In theory, I can get to Cartagena, Bogota and Medellin most of the time with as little as one stop (there may be direct flights, but I didn’t see any that worked for my timeframe). But as I became more and more fixated on visiting the Caribbean coast of Colombia, it seemed my travel options were going to be slightly more complex. For my desired travel dates, there was no easy way to get there, but I was committed!


I wound up flying from Chicago to Orlando on United, then joining up with Copa Airlines to Panama City and then over to Cartagena on the way down. On the return, it was Copa back to Panama City and then United to Chicago through Houston. Surprisingly, this only added a couple of hours of travel time vs. more direct options. And, if you haven’t flown Copa, it is practically indistinguishable from United, apart from safety announcements in Spanish and different food options. All of this was much easier than I anticipated, and customs either didn’t apply to the connections or was efficient. (I am told the immigration process in Cartagena for entry into the country is faster than in Bogota, but I also arrived late at night).
Some people I know love to join prearranged tour groups or buy packages, and I haven’t gone that route as of yet. Usually I check out online resources (travel sites, blogs, message boards) and formulate my own plan. Sometimes I will try to find a travel agency that specializes in a particular country or region. In this case, I stumbled upon Travel Colombia Direct, and they assisted with hotel recommendations. They can book tours, excursions, etc., but for my quick visit they suggested a few restaurants, set up airport transfers to and from the hotel (they included them at no charge which I was grateful for), and suggested some restaurants to try. In other situations, I have hired local guides, but for this trip it turned out to be unnecessary. I explored the Old City on foot each day and looked up anything I had questions about online.
**A side-note that I wanted to share: INTERNET has been an issue for me during my recent travel renaissance. I won’t bore you, but I use a work phone as my primary phone, so I can’t easily switch to an international data plan. So, when exploring on my own, I didn’t have access to text, email, calling, and most importantly, MAPS (with location specifics), unless I was near a café with WiFi. So, I did some research and came across Skyroam (http://www.skyroam.com). It’s a WiFi hotspot that you can purchase or rent, throw it in your daypack and log into with your mobile device, which gives you access to 3G internet in over 140 countries. There are daily unlimited and predetermined data plans available. This was my first trip with it, and I loved it. I believe it is cheaper than most international plans, seamlessly works from country to country without having to do a thing, and prevents you from incurring any unexpected fees or overages.

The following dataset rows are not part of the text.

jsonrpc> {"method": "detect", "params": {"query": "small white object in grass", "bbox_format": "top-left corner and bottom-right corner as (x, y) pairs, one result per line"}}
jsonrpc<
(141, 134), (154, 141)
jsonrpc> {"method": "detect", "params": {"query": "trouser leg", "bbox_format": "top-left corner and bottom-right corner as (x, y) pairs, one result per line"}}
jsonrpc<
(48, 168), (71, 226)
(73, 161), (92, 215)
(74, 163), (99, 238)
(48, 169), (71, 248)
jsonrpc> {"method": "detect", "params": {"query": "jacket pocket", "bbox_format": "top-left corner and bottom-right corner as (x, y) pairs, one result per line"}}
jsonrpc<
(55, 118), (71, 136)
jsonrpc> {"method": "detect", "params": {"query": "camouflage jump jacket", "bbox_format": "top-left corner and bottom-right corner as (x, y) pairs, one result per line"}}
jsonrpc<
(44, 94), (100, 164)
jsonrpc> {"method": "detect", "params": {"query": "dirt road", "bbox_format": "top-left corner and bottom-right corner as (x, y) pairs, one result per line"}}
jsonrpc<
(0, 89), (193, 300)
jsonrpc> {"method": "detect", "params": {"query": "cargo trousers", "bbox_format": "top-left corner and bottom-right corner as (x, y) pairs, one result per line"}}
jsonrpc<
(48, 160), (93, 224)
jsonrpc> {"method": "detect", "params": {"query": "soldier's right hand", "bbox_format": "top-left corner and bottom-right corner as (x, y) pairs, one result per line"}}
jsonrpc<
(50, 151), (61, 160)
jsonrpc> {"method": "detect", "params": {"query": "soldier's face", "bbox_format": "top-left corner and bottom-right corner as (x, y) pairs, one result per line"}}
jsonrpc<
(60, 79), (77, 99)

I stayed at the Movich Hotel in the Old City and found the hotel comfortable and well located. The rooftop (which I mentioned in my important points) has an incredible view. The Sofitel and Casa Pestagua were also highly recommended.

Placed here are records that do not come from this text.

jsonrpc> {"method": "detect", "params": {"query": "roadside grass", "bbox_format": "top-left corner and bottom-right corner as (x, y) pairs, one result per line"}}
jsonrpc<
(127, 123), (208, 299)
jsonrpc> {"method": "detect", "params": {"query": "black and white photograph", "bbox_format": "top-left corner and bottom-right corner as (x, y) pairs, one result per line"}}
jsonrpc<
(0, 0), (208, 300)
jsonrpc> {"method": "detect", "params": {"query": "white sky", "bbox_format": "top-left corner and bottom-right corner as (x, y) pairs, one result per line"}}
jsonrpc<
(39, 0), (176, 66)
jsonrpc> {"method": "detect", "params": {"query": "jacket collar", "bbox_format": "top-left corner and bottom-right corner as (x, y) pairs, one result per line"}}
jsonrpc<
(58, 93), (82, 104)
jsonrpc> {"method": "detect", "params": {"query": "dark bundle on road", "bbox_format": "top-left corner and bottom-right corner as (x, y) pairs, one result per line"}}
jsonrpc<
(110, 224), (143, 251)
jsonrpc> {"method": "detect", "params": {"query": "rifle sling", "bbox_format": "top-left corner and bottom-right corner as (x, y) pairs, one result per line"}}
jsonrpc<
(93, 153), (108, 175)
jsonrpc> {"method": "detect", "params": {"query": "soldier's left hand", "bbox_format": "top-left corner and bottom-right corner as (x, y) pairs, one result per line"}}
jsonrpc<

A traditional breakfast was included at The Movich, but in my short visit, I ate a ton of street food (arepas, as a “sandwich” or on their own, made with a ground maize dough are a MUST). Try to get a reservation at Donjuan and Maria. La Cevicheria had some of the freshest ceviche I’ve ever had.


If I had it to do over again, I would have added a couple of days to my Colombian adventure and gone to Medellin as well. From what I’m told, Cartagena is where the Colombians vacation, and Medellin gives an outsider a broader, mountainous and inland, perspective of the country. That said, I loved my time in Cartagena and found it friendly, vibrant and perfect for a few days of exploration. The food was flavorful, the people were kind and accommodating, the language barrier was extremely manageable (with or without a basic knowledge of Spanish), and the history and patina of the Old City was majestic. Add this one to your travel bucket list.
The question now (and always) is…what’s next?